Mr. Jenner. Would you describe the incident? In the meantime, I will obtain the rough draft here among my notes.

Mrs. Paine. All right. This was on the morning of November 9, Saturday. He asked to use my typewriter, and I said he might.

Mr. Jenner. Excuse me. Would you please state to the Commission why you are reasonably firm that it was the morning of November 9? What arrests your attention to that particular date?

Mrs. Paine. Because I remember the weekend that this note or rough draft remained on my secretary desk. He spent the weekend on it. And the weekend was close and its residence on that desk was stopped also on the evening of Sunday, the 10th, when I moved everything in the living room around; the whole arrangement of the furniture was changed, so that I am very clear in my mind as to what weekend this was.

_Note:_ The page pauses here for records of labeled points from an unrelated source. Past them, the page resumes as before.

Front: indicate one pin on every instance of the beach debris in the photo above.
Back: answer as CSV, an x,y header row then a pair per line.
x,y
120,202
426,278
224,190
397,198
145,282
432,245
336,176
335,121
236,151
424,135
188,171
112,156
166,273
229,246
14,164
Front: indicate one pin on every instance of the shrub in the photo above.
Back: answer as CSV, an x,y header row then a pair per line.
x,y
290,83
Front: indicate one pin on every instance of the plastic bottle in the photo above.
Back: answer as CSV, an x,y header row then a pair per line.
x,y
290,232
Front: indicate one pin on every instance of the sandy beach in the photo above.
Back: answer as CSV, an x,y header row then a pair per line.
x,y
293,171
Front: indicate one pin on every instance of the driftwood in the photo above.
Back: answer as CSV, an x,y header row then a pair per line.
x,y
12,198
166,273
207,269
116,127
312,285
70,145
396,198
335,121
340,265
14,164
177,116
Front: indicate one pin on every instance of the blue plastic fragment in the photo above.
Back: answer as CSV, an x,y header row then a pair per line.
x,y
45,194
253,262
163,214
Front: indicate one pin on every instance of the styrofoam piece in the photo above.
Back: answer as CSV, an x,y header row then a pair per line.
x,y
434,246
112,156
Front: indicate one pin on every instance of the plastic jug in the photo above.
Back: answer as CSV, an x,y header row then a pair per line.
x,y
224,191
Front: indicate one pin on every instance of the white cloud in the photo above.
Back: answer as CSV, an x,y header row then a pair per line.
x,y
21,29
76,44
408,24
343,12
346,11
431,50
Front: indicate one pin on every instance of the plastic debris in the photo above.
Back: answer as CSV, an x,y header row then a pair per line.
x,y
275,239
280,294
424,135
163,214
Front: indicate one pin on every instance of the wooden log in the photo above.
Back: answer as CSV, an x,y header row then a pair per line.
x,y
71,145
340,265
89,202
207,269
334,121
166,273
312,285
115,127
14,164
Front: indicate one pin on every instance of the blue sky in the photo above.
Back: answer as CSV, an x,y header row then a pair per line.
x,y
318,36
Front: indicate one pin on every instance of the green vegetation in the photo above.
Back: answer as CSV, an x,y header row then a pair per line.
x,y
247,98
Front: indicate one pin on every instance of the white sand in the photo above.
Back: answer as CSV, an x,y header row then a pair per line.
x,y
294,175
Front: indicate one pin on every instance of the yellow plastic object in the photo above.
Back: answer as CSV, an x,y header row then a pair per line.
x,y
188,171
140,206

Mr. Jenner. All right, go ahead.

Mrs. Paine. He was using the typewriter. I came and put June in her high-chair near him at the table where he was typing, and he moved something over what he was typing from, which aroused my curiosity.

Mr. Jenner. Why did that arouse your curiosity?

Mrs. Paine. It appeared he didn't want me to see what he was writing or to whom he was writing. I didn't know why he had covered it. If I had peered around him, I could have looked at the typewriter and the page in it, but I didn't.

Mr. Jenner. It did make you curious?

Mrs. Paine. It did make me curious. Then, later that day, I noticed a scrawling handwriting on a piece of paper on the corner at the top of my secretary desk in the living room. It remained there.